◆ 1審判決を守りたい、広げたい
「予防訴訟」結審-判決日未定-
10月26日(火)、高裁において第5回審理で結審した。ここでは私たちは被控訴人、その数は397人。判決日は示されなかった。
AM9:40に締め切った傍聴希望者は147人、傍聴券は58枚。傍聴に並んだ人がどちらの側か内訳は知らない。どちらでもない人もいるだろう。
1審で全面勝訴している。今日は加藤弁護士から始まる6人の弁護人の最終弁論で押さえどころを主張する。それに先だって3人の先生が、勤務していた学校で10.23通達が変化させたもの、それとの葛藤を具体的に述べる。
先回こちらの証人をせかせかと尋問した都側弁護人が大幅に遅れて入ってきたのは目立ったが、都教委側からの弁論は予定に無く、最後に裁判長から質問があり、結審した。

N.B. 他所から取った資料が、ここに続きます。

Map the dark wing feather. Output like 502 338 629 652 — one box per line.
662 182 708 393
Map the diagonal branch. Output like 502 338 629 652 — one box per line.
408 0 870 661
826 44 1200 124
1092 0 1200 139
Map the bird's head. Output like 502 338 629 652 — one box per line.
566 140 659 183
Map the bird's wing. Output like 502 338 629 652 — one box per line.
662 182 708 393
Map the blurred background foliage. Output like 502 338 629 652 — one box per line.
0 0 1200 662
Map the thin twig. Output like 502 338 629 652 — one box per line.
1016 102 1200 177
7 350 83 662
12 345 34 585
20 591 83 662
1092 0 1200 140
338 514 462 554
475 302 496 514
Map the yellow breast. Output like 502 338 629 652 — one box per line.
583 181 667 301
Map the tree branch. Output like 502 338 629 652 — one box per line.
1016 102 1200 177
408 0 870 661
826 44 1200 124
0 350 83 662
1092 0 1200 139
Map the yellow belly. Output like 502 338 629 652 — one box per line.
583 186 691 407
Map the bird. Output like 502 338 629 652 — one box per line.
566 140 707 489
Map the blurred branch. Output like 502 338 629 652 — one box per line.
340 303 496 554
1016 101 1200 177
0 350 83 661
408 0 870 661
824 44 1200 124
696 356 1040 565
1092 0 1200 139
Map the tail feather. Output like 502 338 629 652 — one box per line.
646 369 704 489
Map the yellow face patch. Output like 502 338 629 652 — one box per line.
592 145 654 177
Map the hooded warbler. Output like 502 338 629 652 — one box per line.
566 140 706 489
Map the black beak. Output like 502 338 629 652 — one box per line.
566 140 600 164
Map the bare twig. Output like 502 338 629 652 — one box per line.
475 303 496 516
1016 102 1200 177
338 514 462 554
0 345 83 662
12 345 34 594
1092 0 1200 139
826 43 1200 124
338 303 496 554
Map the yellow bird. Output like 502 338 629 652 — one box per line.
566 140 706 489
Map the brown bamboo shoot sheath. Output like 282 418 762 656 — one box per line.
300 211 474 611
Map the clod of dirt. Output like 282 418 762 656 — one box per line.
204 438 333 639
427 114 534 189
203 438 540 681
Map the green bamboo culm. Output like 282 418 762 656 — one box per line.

陳述の最初は、日常的に生徒一人一人に合わせた障害児教育の中の日暮かをるさん、“生きていることそのものが大事であり、教育の目的であると思う”と生徒と一緒に奥底にある感情を探り、生徒が、自分であることの安心感を抱く方向に、教員たち、校長も話し合い、子どもが学校の主人公であることを大事にしてきた。その子どもたちを混乱させ、制度を優先し、社会の光になっていく先人たちの姿を見失わせた10・23通達の存在を述べた。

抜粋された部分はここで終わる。